It is paradoxical that given that the majority of university students in Spain who obtain better results than their peers are women (54%), it is in the ‘scientific or technical field’ where there is a less significant presence of women. This is reflected in current statistics on the presence of women in Sciences, since in the field of Engineering they account for less than a quarter of the total number of students and only 12% in some technical degrees. In light of these data, we should ask ourselves why girls and female adolescents do not choose a technological or science degree.
One of the factors is social conditioning, since girls are not encouraged to participate in extracurricular activities that enhance engineering skills. Frequently, the stereotype of “geeks” associated with computer science discourages Science students from opting for purely technological degrees and instead they choose others with more positive connotations for the female gender, such as Health Sciences.
Paradox of equality
A study in the journal Psychological Science, which analyses studies in Science and Engineering, concludes that the more gender equality there is in a country (according to the World Economic Forum Gender Equality Index), the lower the percentage of women who study Engineering and technical degrees.
In fact, countries such as Albania and Algeria have a higher percentage of women among their engineering graduates than countries such as Norway, Sweden and Finland, which are considered as benchmarks for gender equality in Europe. For example, in Algeria women graduating in Engineering, Science or Technology represent 41% of the total, compared with 14% in the USA.
If we consider that more and more women are born than men, the lack of gender diversity in technology companies would lead to a drought in female computer science, physics and mathematics professionals in the future. This disparity has worsened over time, since compared with 30% of women who graduated in Computer Science years ago, there are currently only 17% both in Spain and outside our country.
In the workplace, only 30% of professionals working in the sector in Europe are women, and in Spain they represent 18%, according to data from the Ministry of Social Services and Equality. In the case of Alvantia, the proportion of women in the workforce stands at 38%.
Salary gap and leadership position
Another factor that determines the presence of women in IT is the possibility of work and family life balance, since the IT profile is associated with intense working days, total availability and dedication outside normal working hours. The creation of equal employment conditions, which provide for development opportunities and better time management, are key to attracting female talent, according to female standard-bearers in the sector.
Caroline Ragot, co-founder of Women in Mobile and Mobile Strategist at Schibsted Spain, proposes giving more visibility to women in the technology sector to motivate girls and female adolescents to dream of creating their own apps, robots, building lego structures, etc. and show them that they too are cut out for the IT sector.
The General Director of Google Spain and Portugal, Fuencisla Clemares, highlights the fact that there is no salary discrimination according to gender in her company and the implementation of internal measures to ensure work and family life balance and improve the conditions of maternity and paternity leave. She insists on the empowerment of all employees and the awareness of companies, and highlights the need for legislation in this regard.

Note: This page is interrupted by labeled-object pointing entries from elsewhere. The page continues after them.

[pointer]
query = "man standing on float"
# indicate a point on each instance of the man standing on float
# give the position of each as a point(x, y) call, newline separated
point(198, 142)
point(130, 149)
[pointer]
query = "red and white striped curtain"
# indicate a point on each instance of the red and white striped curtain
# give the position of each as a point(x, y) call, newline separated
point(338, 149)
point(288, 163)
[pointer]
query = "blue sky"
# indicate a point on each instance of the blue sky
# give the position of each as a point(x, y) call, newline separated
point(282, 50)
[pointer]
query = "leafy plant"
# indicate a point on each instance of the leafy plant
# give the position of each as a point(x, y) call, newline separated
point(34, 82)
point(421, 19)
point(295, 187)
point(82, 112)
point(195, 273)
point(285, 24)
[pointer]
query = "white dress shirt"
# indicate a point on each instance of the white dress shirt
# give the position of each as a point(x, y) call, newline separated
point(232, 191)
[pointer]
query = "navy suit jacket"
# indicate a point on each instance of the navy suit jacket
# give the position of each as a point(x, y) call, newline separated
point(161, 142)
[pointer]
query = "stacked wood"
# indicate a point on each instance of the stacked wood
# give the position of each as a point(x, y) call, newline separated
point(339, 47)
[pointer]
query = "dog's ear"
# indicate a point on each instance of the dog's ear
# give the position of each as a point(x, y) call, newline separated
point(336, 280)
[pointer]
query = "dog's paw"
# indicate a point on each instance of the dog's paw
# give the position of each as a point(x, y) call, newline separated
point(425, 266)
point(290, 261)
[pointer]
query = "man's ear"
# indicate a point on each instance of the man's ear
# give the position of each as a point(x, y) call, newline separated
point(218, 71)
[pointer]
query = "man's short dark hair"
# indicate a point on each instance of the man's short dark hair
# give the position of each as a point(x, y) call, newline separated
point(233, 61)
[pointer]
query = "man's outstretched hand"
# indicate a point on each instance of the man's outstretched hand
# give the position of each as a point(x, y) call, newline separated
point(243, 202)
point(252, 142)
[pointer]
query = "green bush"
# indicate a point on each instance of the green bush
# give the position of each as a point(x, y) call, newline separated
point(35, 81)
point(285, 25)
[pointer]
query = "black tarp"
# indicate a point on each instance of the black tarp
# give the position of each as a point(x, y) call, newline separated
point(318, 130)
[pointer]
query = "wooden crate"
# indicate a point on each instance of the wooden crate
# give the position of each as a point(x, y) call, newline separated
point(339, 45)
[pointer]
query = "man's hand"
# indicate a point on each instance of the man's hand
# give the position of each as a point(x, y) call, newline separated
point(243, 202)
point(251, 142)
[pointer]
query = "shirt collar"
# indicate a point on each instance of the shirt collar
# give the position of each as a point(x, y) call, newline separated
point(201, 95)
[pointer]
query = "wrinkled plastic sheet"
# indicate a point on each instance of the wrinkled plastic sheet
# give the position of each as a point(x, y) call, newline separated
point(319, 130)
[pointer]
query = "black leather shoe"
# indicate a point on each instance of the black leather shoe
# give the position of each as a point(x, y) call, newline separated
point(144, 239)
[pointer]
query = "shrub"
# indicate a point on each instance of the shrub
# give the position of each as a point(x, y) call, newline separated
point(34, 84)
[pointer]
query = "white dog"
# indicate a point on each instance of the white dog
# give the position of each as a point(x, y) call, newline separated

To motivate and encourage the presence of women in this sector, various programmes have already been created. Examples are the Ada Byron Award, organised by the University of Deusto, which recognises women dedicated to Research and Technological Development, and the Technovation Challenge project, in which the company Talengo collaborates thanks to its Associate Director, Juan Díaz Andreu, one of the promoters of this project in Spain.
Technovation Challenge is an initiative to promote the presence of women in ICT through non-profit programmes in various countries, designed to inspire girls and female adolescents to pursue careers in technology and entrepreneurship. Since 2010, more than 21,000 girls have participated in this programme (our country has been participating in it since 2016). It encourages teamwork between females aged from 10 to 18 years to work on applications to solve problems related to health, education, etc. In addition to learning how to program, young women participate in a global competition with girls of different nationalities.
Female scientific and technological degree students are also the protagonists of the first edition of the Wonnow Awards, the new prize that CaixaBank and Microsoft have just announced to reward the excellence of women in technical degrees.
Solution: to break stereotypes
According to various studies, in the future a significant number of jobs will be created that will require knowledge in technology and engineering. If we take into account the fact that these positions correspond to positions of power, are well paid and carry with them high social recognition, it is imperative to boost the presence of women in technological degrees to prevent the increase of gender inequality and the salary gap in the future.
By way of conclusion, we must invite young women to become aware of the need for change, either through business initiatives or specific programmes to promote it. If we disregard this disparity we will pay for it in the long run, as inequality will increase.
Society must be aware that gender diversity produces wealth and that the technology and IT sectors need qualified women who can contribute their skills, creativity and all their potential to improve the society in which we live.